I enjoyed Fast Company's Greatest Hits: a fascinating collection of some pivotal ideas from a collection of thought leaders. Many-such as Tom Peters: The Brand Called You-have caused a fundamental shift in the way we think. With others-such as Wide Awake on the Night Shift-it is frightening to think they were ever given any credibility.
Jim Collins-of Good to Great fame of course, does a balanced, thoughtful introduction and expresses five main premises which I would like to repeat here (bold=his words; italic=my comments):
Premise 1: Work is not a means to an end; it is an end in itself.
Absolutely. If you are not doing work you care about, you will find it non-sustainable. But do remember, not only can you look for work about which you are passionate, you can create work about which you are passionate and you can look for the intrinsic worth in any task.

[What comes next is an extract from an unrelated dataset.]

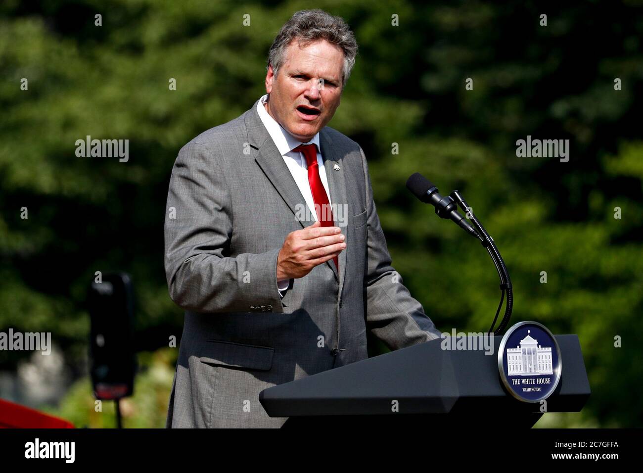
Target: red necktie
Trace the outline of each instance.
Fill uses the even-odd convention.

Premise 2: If your competition scorecard is money, you will always lose.
I will leave this one to Jim Collins: there are two ways to be wealthy. One is to have a huge amount of money. The other is to have simple needs. What is your answer to 'How much is enough?'.

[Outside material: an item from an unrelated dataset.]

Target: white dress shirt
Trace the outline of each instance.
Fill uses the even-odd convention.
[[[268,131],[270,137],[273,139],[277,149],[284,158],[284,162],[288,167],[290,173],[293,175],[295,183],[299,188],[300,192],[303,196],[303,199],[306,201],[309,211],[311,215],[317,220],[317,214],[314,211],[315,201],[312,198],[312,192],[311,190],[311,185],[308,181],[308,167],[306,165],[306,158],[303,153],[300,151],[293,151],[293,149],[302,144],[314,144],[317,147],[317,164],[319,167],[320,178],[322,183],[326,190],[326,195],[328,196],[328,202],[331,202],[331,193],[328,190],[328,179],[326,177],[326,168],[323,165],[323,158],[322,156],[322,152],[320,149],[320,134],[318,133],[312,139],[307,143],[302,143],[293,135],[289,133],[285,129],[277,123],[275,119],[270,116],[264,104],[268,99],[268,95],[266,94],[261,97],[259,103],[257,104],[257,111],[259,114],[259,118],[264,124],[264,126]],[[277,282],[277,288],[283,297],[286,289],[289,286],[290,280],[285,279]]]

Premise 3: Business is a mechanism for social change: for good and ill.
Increasingly we will see the desire from ordinary workers in ordinary organisations to make that social change a positive one-whether it is reducing poverty, or making environmental changes. This is very good news for the New Year.

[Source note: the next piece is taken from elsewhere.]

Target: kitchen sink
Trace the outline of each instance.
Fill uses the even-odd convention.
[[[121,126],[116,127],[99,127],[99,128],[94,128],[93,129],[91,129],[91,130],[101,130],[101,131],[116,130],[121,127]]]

Premise 4: Entrepreneurship is a life concept, not just a business concept.
I teach on several MBA programmes. This idea is fundamental to much of my teaching: we are intended to be entrepreneurs. Create something. And you can create that within an organisation, too.
Premise 5: Performance is the fundamental requirement.
Ultimately no re-positioning or other 'weasel talk' will hide the fact we must deliver.
Which brings me to a little manifasto from Execupundit.com entitled 'Nobody Cares'. Read it in full on his site (find it in prevous posts). Here are some excellent thoughts from him:
1. Unless you are working in a coal mine, an emergency ward, or their equivalent, spare us the sad stories about your tough job. The biggest risk most of us face in the course of a day is a paper cut.
4. Although your job title may be the same, the job that you were hired to do three years ago is probably not the job you have now. When you are just coasting and not thinking several steps ahead of your responsibilities you are in Dinosaur territory and a meteor is coming.
10. If you plan on showing them what you are capable of only after you get promoted, you need to reverse your thinking.